This is a somewhat long academic paper about the development of confidence and talent among elite swimming champions, but it is well worth studying. The key point made by the author is that excellence is mundane. Greatness is not necessarily a function of unique talent or special opportunity. We achieve excellence step by step, through intensive deliberate practice, where we perform a skill, monitor our performance, make small but steady improvements, and gradually perform at elite levels. The example I used in my recent presentation for Traders4ACause was the meter that I use to measure my blood glucose levels through the day. Each day I learn what contributes to high and low readings: the foods I eat, the types of exercise I do, my sleep patterns, etc. By tweaking each of these, I've been able to stay in my target zone range well over 95% of the time. Prior to the use of the meter, I never came close to that control.
When I was a student in college, I would read each professor carefully to see which points were emphasized, what was written on the blackboard, what was included in handouts, etc. This would guide me in what to study. When I missed items on a test, I went back to my notes and figured out what I had missed and how I could have included it in my studying. That then guided my preparation for the next test. By the end of the course, I was unusually good at figuring out what would be on my exams: my overall GPA was 3.87. That wasn't because I was so much brighter than other students. I simply learned how to play the game.

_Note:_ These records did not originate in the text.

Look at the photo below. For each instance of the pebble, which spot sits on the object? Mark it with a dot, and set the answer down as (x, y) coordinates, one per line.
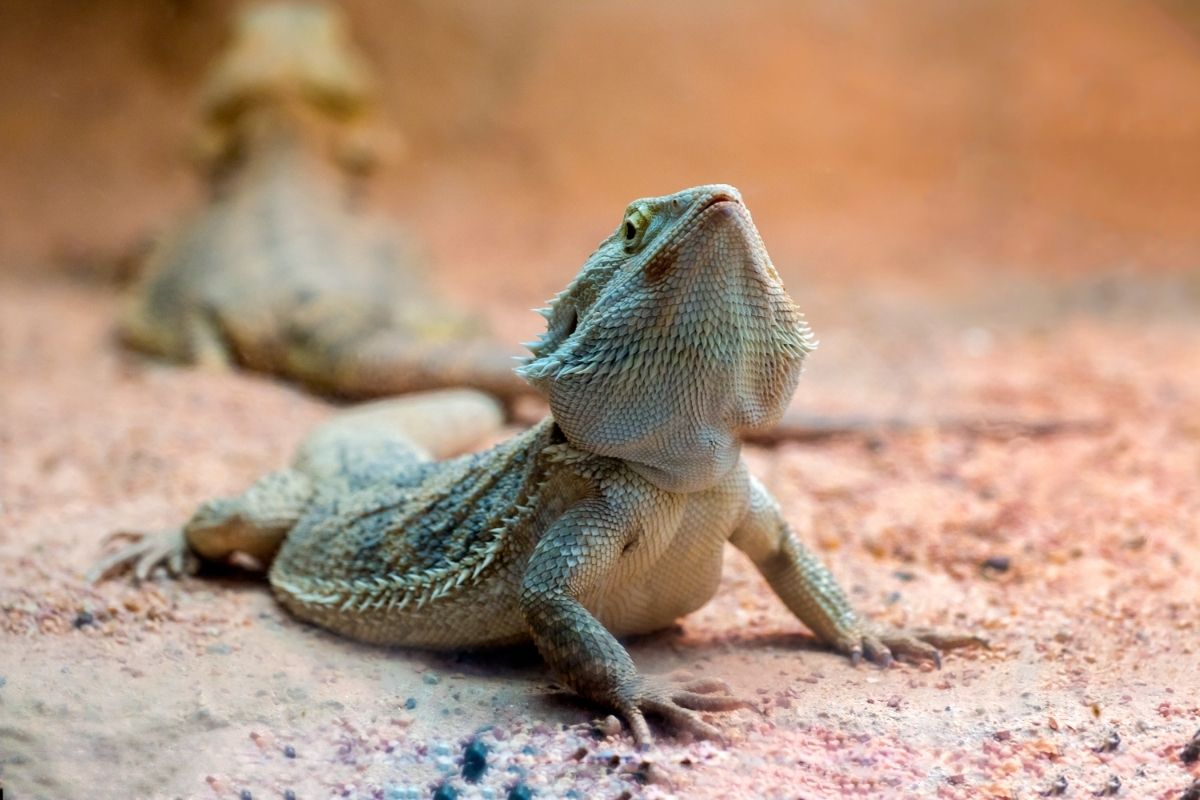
(474, 761)
(520, 792)
(610, 726)
(996, 564)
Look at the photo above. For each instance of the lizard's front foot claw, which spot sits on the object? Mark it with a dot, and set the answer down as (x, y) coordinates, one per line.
(882, 645)
(144, 554)
(678, 703)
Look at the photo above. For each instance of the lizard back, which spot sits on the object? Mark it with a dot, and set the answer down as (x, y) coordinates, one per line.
(454, 535)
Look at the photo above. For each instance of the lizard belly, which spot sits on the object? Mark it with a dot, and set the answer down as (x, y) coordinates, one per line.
(648, 594)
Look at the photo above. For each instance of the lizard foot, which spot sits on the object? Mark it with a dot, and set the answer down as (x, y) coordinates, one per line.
(678, 704)
(882, 645)
(144, 554)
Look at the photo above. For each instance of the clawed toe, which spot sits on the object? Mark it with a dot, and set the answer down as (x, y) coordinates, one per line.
(679, 705)
(885, 647)
(144, 554)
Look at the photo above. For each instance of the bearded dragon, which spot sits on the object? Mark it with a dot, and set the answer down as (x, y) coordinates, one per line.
(280, 272)
(607, 518)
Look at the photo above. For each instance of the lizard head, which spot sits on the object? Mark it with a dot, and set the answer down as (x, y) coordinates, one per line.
(676, 337)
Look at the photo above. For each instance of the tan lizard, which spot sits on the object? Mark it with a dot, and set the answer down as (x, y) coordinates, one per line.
(280, 272)
(607, 518)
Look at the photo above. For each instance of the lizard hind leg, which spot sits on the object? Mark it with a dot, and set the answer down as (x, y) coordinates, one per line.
(255, 523)
(375, 440)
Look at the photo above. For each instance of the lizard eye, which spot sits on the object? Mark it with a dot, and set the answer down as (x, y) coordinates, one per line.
(634, 229)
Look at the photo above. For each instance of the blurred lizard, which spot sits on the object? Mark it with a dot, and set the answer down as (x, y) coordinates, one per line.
(607, 518)
(280, 272)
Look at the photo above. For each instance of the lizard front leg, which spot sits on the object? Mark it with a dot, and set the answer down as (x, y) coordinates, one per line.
(811, 593)
(573, 558)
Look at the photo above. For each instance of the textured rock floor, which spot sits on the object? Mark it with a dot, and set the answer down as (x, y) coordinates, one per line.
(196, 689)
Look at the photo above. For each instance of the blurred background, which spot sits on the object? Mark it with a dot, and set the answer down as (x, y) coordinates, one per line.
(887, 142)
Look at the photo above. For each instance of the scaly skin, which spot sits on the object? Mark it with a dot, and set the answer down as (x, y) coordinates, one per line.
(280, 274)
(607, 518)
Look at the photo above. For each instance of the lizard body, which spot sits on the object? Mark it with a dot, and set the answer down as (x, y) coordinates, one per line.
(280, 272)
(607, 518)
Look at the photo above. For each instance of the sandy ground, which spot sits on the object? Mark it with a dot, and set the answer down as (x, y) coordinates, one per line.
(198, 689)
(965, 184)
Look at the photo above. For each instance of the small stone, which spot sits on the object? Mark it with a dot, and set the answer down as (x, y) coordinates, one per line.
(474, 761)
(1110, 743)
(1189, 755)
(520, 792)
(652, 773)
(996, 564)
(1057, 788)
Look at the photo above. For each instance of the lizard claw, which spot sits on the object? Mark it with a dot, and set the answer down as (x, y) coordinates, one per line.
(144, 554)
(882, 645)
(678, 704)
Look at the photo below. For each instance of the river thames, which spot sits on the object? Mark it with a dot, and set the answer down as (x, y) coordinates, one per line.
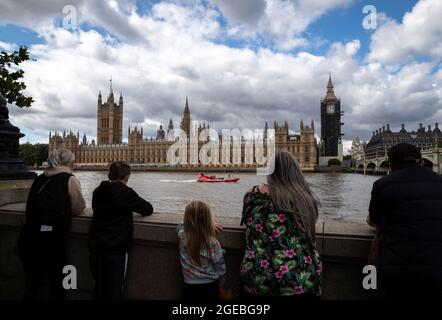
(343, 196)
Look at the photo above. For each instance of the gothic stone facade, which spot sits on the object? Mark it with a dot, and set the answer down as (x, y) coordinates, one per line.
(141, 150)
(383, 139)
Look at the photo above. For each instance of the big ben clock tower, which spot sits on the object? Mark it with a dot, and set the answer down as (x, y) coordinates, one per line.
(331, 145)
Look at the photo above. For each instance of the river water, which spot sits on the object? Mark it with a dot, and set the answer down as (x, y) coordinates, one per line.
(343, 196)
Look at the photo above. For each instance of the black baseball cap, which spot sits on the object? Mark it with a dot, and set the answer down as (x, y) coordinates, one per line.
(404, 154)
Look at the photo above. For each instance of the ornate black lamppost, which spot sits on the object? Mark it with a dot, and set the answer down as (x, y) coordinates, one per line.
(11, 167)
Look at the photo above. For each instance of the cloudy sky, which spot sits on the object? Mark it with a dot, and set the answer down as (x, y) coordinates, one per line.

Great traders learn how to play the game, only there are many potential games to play. Your edge doesn't come from the game itself, but from the process of mastery that allows you to win at the game. This is why trading journals have to incorporate detailed analyses of trades and how those trades could have been conceptualized, structured, and managed better, so that you constantly refine what you do. Many traders simply summarize their day or their feelings in a journal and wonder why they don't achieve mastery. Mastery comes from the mundane practice of taking one skill after another and honing them until consistency is achieved.
Talent is inborn, but it develops through exercise. What builds our trading performance is what builds us up in the gym: the steady tackling of challenges performed the right way. This is why there can be no trading edge without our pursuit of discomfort. Honing performance means embracing our shortcomings and turning those into learning and development. When that honing becomes an ongoing process, great things can happen.